Posted by: Angstrom   2022-02-16 14:33  

#12  Seem to remember hearing this in High School, about 2020.
Posted by: swksvolFF   2022-02-16 14:31  

#11  
#8 I'm pretty sure artic ice is not a surface you can operate a hover craft.
Posted by: The Walking Unvaxed   2022-02-16 14:09  

#10  I don't know much about hovercraft but the physics of lifting 200,000 tons seems, well, difficult.

As for a combo cargo/ice breakers, that is certainly possible but the problem is that going through ice slows the vessel down a lot. The Russians have some of the best ice breakers and they rarely go more than 7 mph in ice.
Posted by: Lord Garth   2022-02-16 14:07  

#9  
Posted by: Skidmark   2022-02-16 13:36  

#8  Could you build a hovercraft capable of carrying large amounts of cargo? Could such a beast travel safely over arctic ice?

Could you economically construct a container ship the same way they construct ice-breakers?

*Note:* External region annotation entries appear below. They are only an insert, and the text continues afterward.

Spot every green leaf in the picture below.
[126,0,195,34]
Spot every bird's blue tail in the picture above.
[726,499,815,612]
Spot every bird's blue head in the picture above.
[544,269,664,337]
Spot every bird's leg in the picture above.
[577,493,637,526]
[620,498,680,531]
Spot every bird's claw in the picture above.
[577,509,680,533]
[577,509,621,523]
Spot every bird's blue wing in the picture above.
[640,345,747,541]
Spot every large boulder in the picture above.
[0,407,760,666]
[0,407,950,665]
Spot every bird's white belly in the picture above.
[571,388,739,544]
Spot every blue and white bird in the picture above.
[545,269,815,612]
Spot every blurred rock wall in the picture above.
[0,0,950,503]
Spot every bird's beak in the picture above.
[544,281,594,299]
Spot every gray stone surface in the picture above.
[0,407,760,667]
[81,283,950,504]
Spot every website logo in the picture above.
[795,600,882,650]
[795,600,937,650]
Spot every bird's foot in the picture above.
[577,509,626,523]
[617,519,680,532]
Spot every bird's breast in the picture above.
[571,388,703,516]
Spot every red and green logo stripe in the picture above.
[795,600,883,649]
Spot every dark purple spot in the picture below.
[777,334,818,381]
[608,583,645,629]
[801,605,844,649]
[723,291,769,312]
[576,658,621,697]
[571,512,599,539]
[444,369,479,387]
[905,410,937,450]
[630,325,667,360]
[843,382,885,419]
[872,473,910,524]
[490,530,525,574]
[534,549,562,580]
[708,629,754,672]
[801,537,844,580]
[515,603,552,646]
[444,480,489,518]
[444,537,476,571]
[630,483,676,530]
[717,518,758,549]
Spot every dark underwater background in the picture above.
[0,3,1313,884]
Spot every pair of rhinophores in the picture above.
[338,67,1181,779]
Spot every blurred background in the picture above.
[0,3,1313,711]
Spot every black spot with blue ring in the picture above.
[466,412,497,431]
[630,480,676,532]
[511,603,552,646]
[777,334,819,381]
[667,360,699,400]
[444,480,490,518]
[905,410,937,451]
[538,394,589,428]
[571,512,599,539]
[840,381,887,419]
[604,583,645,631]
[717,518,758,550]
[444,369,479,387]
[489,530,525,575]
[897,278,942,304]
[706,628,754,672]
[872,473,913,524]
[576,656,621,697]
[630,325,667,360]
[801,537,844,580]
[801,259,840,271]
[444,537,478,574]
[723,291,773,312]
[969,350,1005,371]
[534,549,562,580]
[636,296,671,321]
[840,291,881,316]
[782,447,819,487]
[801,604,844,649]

If the area is so valuable for shipping how come nobody is talking about alternatives?
Posted by: ruprecht   2022-02-16 13:28  

#7  Russian leaders have always dreamed of a warm water sea port. Wouldn't hold my breath though.
Posted by: Abu Uluque   2022-02-16 12:03  

#6  I love it. Al Gore would be proud. The world is gonna end in 12 years. Reset.
Posted by: 49 Pan   2022-02-16 11:56  

#5  the arctic doesn't need to be free of ice to allow late summer, early fall transit from the N Atlantic to the N Pacific

it just needs the thicker ice to stay about 30 miles or so from the continent

we've already had a few summers in which this occurred

Posted by: Lord Garth   2022-02-16 11:50  

#4  "Many Russian officials are very quick to jump on the fact that Arctic sea routes are potentially much more useful for avoiding the kind of bottlenecks that one would see in either Panama or Suez Canal," said Marc Lanteigne, associate professor of political science at the Arctic University of Norway.

...My concern there is that if the Russians bet on this happening - and it doesn't - they're going to be pi$$ed enough to try and make it happen anyways.

Mike
Posted by: Mike Kozlowski   2022-02-16 11:39  

#3  13 more years?
Ah'm not gonna worry.
Posted by: Skidmark   2022-02-16 11:35  

#2  Aaaaaand now the pivot from the failed and dying COVIDiocy hysteria back to the gerbil worming hysteria. "Science!"
Posted by: Merrick Ferret   2022-02-16 11:09  

#1  Don't worry. As 2035 approaches and there is still lots of ice, they'll push back the date. They always do.